I have not run any AKC. I did run a HRC a month ago and that was fun. NAHRA has an excellent rule book, if you run at the Senior level in NAHRA you will have a well rounded dog. I would sign up for a test or go run a picnic test and see how you like it.


----------



## Pete (Jun 3, 2005)

Watched a NAHRA Senior 2 weeks ago. Great guys and gals, only 14 dogs, nice tests. Will run it next year!


----------



## Tuck (Jun 14, 2007)

Your going to run into slight differences depending on the level in which you run. Generally started in NAHRA is going to be very simlar to a AKC junior except a little shorter.
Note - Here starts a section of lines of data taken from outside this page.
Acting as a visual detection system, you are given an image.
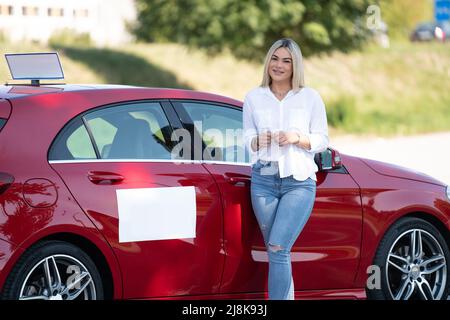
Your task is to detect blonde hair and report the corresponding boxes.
[261,38,305,91]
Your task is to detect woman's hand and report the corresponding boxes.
[252,131,272,151]
[272,131,300,146]
[272,131,311,150]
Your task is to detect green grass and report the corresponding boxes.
[0,40,450,136]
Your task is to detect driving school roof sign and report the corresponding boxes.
[434,0,450,22]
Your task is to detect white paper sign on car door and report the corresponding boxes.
[116,187,197,242]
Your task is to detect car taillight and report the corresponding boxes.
[0,119,6,130]
[434,27,445,40]
[0,172,14,195]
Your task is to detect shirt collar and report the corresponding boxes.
[261,86,295,102]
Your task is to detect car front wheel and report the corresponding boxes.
[2,241,103,300]
[367,217,450,300]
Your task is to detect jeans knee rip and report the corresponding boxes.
[269,243,283,252]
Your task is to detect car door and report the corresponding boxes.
[173,101,362,293]
[49,101,224,298]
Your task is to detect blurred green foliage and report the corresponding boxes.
[378,0,434,39]
[48,28,92,47]
[133,0,370,61]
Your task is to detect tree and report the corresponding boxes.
[134,0,369,61]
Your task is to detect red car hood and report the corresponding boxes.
[360,158,446,187]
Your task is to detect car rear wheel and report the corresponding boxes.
[2,241,103,300]
[366,218,450,300]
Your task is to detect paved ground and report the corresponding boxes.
[330,131,450,184]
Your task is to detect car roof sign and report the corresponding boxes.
[5,52,64,84]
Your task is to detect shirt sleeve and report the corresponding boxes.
[306,93,329,153]
[243,95,258,163]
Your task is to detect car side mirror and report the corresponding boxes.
[314,148,342,171]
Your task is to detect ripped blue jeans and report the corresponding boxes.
[251,160,316,300]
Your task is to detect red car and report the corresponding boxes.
[0,85,450,300]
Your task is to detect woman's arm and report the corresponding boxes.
[243,96,258,153]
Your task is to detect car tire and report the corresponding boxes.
[366,217,450,300]
[1,241,104,300]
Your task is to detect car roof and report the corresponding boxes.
[0,84,242,106]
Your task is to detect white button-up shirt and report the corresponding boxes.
[243,87,329,181]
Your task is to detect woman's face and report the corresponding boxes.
[269,47,292,82]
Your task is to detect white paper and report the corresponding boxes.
[116,186,197,242]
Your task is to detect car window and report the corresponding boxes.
[49,118,97,160]
[84,102,172,159]
[183,102,249,162]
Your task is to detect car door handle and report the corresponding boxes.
[88,171,124,184]
[225,172,250,185]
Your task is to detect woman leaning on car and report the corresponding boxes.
[243,39,328,300]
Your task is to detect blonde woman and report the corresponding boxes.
[243,39,328,300]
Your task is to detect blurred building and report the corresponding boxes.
[0,0,136,45]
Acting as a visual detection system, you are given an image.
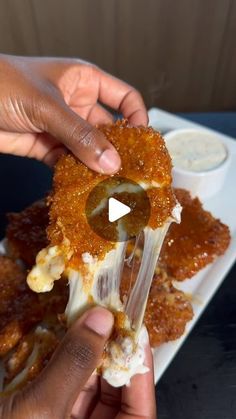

I'd also expect to see decoys (something I haven't seen much of at AKC). Intermediate is similar to AKC Senior except that your dog is going to also have an upland scenario where the judges will want to see your dog quarter. Your also going to have a trail. Trail being a duck that is drug from point A to B. You can encourage the dog during the trail but you cannot guide it (like you would a blind). Senior...similar to Master. The senior upland has a sit to flush shot/fall as well. If your dog breaks...your out. And the trail will be a little more complex then the intermediate. That's it in a nutshell!

if there's a test by you, give it a try, it's a great game for the huntin' dogs!


----------